Big Data 2018: Cloud storage becomes the de facto data lake
As we bat cleanup with our 2018 predictions for big data, we’re going to pick up where Big on Data bros Andrew Brust and George Anadiotis have left off. Yes, it’s getting harder and harder to stay oblivious to the impact of AI, with implications from the geopolitical to the mundane and the positively creepy. It’s getting harder to miss the growing impact of IoT on everything from our homes to the way hospitals deliver care, autonomous cars are driven, factories are run, and smart cities are managed. And the arrival of GDPR, which will start taking effect in 2018, is forcing the issue for organizations the privacy and national sovereignty implications for the data sitting in everything from traction databases to data lakes and cloud storage. But beneath the surface, we’re seeing the beginnings of tectonic shifts in how enterprises manage their cloud, streaming analytics, and data lake strategies.
For our look ahead, we’re focusing on how the data is being managed. Rewind the tape to a year ago and we stated that “increasingly, Big Data, whether from IoT or more traditional sources, is going to live and be processed in the cloud.” Last year, we forecast that 35-40 percent of new big data workloads would be deployed in the cloud, and that by year end 2018, new deployments would pass the 50 percent threshold.
Our predictions weren’t far off the mark; Ovum’s latest global survey for all big data workloads shows that 27.5 percent of them are already deployed in the cloud. And according to Ovum research, big data is hardly an outlier for enterprise cloud adoption, which ranges from 26-30 percent across different workloads.
By inertia, most organizations have ended up with the same polyglot environments in the cloud that characterize their data centers. Most organizations use more than one cloud provider, just like on premises where they often have one of everything. Like history repeating itself, this is the consequence of a combination of top-down policies mandating a corporate standard, and departmental decisions made for expedience.
So, just as your organization might have SAP for its accounts payable, different segments might have Workday for HR or Salesforce for CRM. Or maybe they have multiple ERP systems that have not yet been converged as the legacy of M&A. In the cloud, your corporate email system might be on Office 365 while departmental IT groups use AWS for DevTest, and corporate marketing uses Google Analytics.
In 2018, we expect the early majority to start formalizing multi-cloud strategies as cloud evolves from a target for running standalone workloads to enterprise-critical applications. So, as we saw cloud deployment as the sleeper issue for big data in 2017, multi-cloud will become the looming issue for 2018. That’s the back story for why Oracle doubled prices for running its database on Amazon’s RDS service and why the Aurora OLTP database is now Amazon’s fastest growing service (succeeding Redshift before it).

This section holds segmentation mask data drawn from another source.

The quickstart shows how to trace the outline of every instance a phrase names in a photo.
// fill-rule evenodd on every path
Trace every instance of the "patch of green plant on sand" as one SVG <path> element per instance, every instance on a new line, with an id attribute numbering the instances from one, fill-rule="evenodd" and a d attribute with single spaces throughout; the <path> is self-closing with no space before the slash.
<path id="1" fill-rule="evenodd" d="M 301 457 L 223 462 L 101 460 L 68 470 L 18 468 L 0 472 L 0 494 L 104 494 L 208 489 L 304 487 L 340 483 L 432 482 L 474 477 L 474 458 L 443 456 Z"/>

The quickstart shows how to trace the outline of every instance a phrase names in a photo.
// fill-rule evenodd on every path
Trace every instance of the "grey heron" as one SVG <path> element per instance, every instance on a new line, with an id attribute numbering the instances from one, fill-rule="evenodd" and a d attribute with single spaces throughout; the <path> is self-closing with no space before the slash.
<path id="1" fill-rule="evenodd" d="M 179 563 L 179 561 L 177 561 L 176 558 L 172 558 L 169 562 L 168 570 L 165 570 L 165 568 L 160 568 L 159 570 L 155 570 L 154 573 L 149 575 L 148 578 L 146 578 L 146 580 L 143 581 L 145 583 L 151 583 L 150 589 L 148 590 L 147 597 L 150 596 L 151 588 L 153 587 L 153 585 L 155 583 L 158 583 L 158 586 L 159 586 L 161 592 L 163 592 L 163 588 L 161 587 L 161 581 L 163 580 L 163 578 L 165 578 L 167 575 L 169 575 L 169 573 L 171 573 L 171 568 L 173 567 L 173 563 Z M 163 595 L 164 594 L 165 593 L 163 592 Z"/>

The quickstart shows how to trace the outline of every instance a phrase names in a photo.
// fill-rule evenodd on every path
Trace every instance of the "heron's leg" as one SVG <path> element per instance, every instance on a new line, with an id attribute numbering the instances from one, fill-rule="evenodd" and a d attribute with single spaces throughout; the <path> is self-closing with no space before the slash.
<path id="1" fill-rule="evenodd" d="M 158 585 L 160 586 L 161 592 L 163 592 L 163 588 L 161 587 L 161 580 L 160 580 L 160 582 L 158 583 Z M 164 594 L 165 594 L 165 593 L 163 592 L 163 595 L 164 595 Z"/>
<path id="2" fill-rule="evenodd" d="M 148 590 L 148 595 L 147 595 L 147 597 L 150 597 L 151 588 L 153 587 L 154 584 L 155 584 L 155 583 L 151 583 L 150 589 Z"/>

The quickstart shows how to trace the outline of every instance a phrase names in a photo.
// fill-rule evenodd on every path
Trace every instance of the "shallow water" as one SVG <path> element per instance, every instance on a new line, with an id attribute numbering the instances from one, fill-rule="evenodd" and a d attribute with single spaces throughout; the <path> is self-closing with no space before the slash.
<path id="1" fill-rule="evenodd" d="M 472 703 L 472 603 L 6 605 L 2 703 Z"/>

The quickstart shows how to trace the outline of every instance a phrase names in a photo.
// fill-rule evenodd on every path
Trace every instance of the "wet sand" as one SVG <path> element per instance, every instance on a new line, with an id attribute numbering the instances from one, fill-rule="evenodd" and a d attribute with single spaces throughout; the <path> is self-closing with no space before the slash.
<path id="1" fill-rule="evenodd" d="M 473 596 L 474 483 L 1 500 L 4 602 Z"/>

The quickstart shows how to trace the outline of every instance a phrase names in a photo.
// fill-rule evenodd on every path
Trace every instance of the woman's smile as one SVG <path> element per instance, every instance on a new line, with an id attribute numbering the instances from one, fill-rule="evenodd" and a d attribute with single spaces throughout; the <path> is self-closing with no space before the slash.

More than a reactive decision about the fears of cloud vendor lock-in, multi-cloud decisions will be about platform choices. When you decide to run an Oracle database or Hadoop cluster on EC2, that is a tactical choice that can revisited should Azure or Google Cloud change their pricing.
When you choose Aurora, Cosmos DB, Google BigQuery, Oracle Autonomous database 18c, or the IBM Analytics system on the IBM cloud, you are not just choosing your cloud, but your data platform. You are choosing whether the value-add of running a data platform that is native to a specific cloud outweighs concerns over relying on a specific cloud provider. It’s like making your Oracle or SQL Server platform decision all over again.
And that’s why Amazon and Microsoft, are offering database migration services almost as freebies. They want your enterprise database. We also expect Google Cloud, Oracle, and IBM will actively promote loss leader database migration offerings in the coming year, and why more enterprises will elevate to the front burner the issue of how many eggs to put in each cloud basket.
Multi-cloud strategies will also figure heavily in organizations determining how to manage the reality of hybrid cloud. Just as few organizations of any size are likely to rely on a single cloud provider, few organizations (apart from startups) are likely to go 100 percent cloud. The transparency of maintaining sensitive customer records on premise either by design or because of data sovereignty issues while running analytics in the cloud will become major factors in cloud platform selection.